There’s something about his presence and about his strange feminine masculinity. He is very kind and soft and gentle, but he has this very male body, a very masculine body. I wanted to hang out with him and I started speaking to him about… actually, I devised this sort of small scheme in order to just spend time with him. We started interviewing Romanians in Brussels and I took him out as a translator. I got to feel, also, more about how he was thinking about certain things.

The aspect ratio of the film is actually more square than one might think. How did you decide on that to inform your story?

My two previous films were 4:3. And for this film it was just in the last days of preparation, [cinematographer] Grimm Vandekerckhove and I were just speaking about: “Okay, why this choice? What am I saying?” It seems to come so logically for us to say 4:3. Why? Then he proposed a more photographic format, something that would be maybe closer to what you see through a microscope, which is of course round and blurry. It’s a photographic format and it’s not so much of a cinematographic format. It’s just nice that it adds a little bit of this way of seeing that’s different. Also it’s mainly to trigger us to see things in a different way.

And it also really helps, I think, in the film––if you make a close-up, you fill the screen. And if you make a large shot, you have so much surrounding, you can literally see the space that surrounds somebody. It works completely different in the scope format. So I think because we were thinking so much about this this, distance and being close, that it also felt right.

A decade ago you were at New Directors/New Films and now you’re in the Main Slate of the New York Film Festival. How does that feel as a filmmaker?
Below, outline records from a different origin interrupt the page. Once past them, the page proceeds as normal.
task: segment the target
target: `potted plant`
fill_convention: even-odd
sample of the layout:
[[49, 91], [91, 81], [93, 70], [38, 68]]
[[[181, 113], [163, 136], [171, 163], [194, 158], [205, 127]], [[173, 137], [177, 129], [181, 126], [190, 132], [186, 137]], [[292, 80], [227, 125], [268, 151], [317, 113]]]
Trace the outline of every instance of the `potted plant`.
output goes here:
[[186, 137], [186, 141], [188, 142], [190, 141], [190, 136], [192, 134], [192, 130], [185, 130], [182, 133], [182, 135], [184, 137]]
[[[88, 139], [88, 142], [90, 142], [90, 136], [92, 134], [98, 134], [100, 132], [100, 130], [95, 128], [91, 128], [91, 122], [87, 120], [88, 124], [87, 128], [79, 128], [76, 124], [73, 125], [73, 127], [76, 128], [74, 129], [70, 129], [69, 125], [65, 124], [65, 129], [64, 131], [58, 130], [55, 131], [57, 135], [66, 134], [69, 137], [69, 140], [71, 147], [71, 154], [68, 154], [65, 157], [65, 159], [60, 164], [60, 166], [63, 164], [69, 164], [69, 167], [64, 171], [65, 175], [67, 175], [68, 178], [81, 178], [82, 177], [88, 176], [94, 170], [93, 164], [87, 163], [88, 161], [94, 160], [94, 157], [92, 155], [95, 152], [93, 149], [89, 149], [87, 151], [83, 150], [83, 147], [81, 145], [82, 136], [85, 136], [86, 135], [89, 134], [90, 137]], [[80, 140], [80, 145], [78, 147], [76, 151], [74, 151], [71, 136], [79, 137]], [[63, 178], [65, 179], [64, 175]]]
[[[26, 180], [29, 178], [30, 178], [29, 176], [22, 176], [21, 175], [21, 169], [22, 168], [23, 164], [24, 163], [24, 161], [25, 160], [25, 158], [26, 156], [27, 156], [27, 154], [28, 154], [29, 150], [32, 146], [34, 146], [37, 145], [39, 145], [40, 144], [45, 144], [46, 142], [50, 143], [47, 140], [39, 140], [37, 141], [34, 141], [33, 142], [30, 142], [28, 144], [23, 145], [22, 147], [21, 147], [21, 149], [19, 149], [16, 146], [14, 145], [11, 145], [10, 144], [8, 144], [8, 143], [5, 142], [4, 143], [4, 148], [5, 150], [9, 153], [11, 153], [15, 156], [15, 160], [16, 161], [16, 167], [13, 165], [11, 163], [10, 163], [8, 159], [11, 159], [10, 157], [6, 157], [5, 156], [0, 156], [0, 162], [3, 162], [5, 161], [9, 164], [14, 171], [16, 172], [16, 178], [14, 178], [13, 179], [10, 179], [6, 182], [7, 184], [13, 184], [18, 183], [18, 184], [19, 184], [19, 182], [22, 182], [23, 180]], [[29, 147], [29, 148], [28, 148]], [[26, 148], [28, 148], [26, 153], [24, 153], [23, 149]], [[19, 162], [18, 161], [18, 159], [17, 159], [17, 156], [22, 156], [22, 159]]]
I mean, it’s a little bit embarrassing to say, but for years I’ve been watching the lineup here and just seeing it as a sort of a reference for where filmmaking is going. And then to be part of it is like, wow, yeah––I’m honored. I’ve been to large festivals, but somehow this is special. It’s nice. And if I just look at the whole lineup, not just the Main Slate, it approaches very much the way I feel cinema. You won’t find many crappy films. There’s no filler. A lot of the larger festivals, they have to be more adventurous in finding world premieres. That burden, it’s not so much here. They can just focus on good films. Yeah, I’m not somebody who likes to speak about that so much, but I’m proud.

Here opens in theaters on Friday, February 9.